Complete Blood Count (CBC)
Did you know that there are different types of white blood cells and that each one will respond to threats differently depending on the threat itself? The vet can use a CBC to analyze the total number of white blood cells, as well as how many of each type of white blood cell is present in your dog’s blood sample. Red blood cells (RBCs) transport oxygen to the body’s numerous tissues. A CBC counts the RBCs in your dog's blood and reveals how well they move oxygen based on the levels of hemoglobin (a protein that carries the oxygen) in your kitty’s blood.
In pets with a low platelet count, any bleeding that they experience may be excessive and they may be unable to clot as a pet with a normal platelet count would. A CBC will count how many platelets are in your dog’s blood.
For instance, we can order a routine CBC, which provides numerical values associated with the counts of cells in the samples obtained by a diagnostic machine. A CBC with pathology review will be sent to a clinical pathologist, who will assess a blood sample under a microscope to confirm the counts the machine provides are correct. He or she can also determine if any abnormal cells are present (damage to cells can indicate leukemia, infections, anemia, poisoning, parasites, or other serious health problems).
The reason bloodwork is done before surgery is that a CBC can detect low platelet levels. Platelets play a critical role in helping to stop bleeding, and so must be at certain levels to avoid your dog from losing too much blood. If platelets are low, this may also indicate serious infections (such as tick-borne illnesses) or life-threatening diseases.
Blood Chemistry Profile
The blood chemistry panel or blood serum test will tell us more information about the compounds found within your dog's blood which will help us learn more about their kidney function and more.

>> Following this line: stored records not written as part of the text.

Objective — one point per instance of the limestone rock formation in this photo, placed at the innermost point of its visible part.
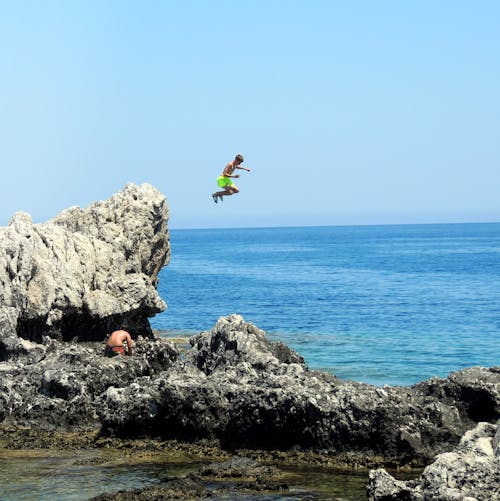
(84, 272)
(470, 472)
(238, 387)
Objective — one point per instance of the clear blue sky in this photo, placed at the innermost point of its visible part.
(348, 112)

We may also see issues affecting their renal function including if there are any blockages present.
The liver plays an important role in your dog’s health, and elevated chemical values here could indicate liver disease or abnormalities in other organs. This test can also reveal any abnormal electrolyte levels, which can be related to illnesses and conditions such as seizures, gastrointestinal disease, and others.
The proteins found in your dog's blood are also able to help us learn a vast amount about your dog's overall health. Many play a role in the immune system’s functioning, while others help the blood clot properly. A blood chemistry profile will reveal valuable information about total protein levels, albumin levels, and globulin levels.
However, despite the many things we can learn from bloodwork, the results will rarely tell us whether your dog has cancer or if cancer has spread in their body. However, CBC and chemistry panels can confirm that an animal's body is responding to the treatment plan prescribed without complications, such as anemia or elevated kidney values. If these are not detected, they can cause blood loss and eventually collapse due to weakness, or organ failure.
When should my dog have blood tests done?
Now that you understand some of the most common blood tests and what they can tell us about your dog's health, you're probably wondering how often your dog should have this done as part of their health checkup.
Our furry companions' lifespans are much shorter than ours. That's why we recommend bloodwork for healthy dogs annually. For dogs approaching their geriatric years, semi-annual tests are typically best. If your dog is undergoing an anesthetic procedure, bloodwork should be current (within a month). Dogs that are ill or who have health conditions may need bloodwork more frequently - monthly, weekly, etc, depending on the health issue and its severity.
Note: The advice provided in this post is intended for informational purposes and does not constitute medical advice regarding pets. For an accurate diagnosis of your pet's condition, please make an appointment with your vet.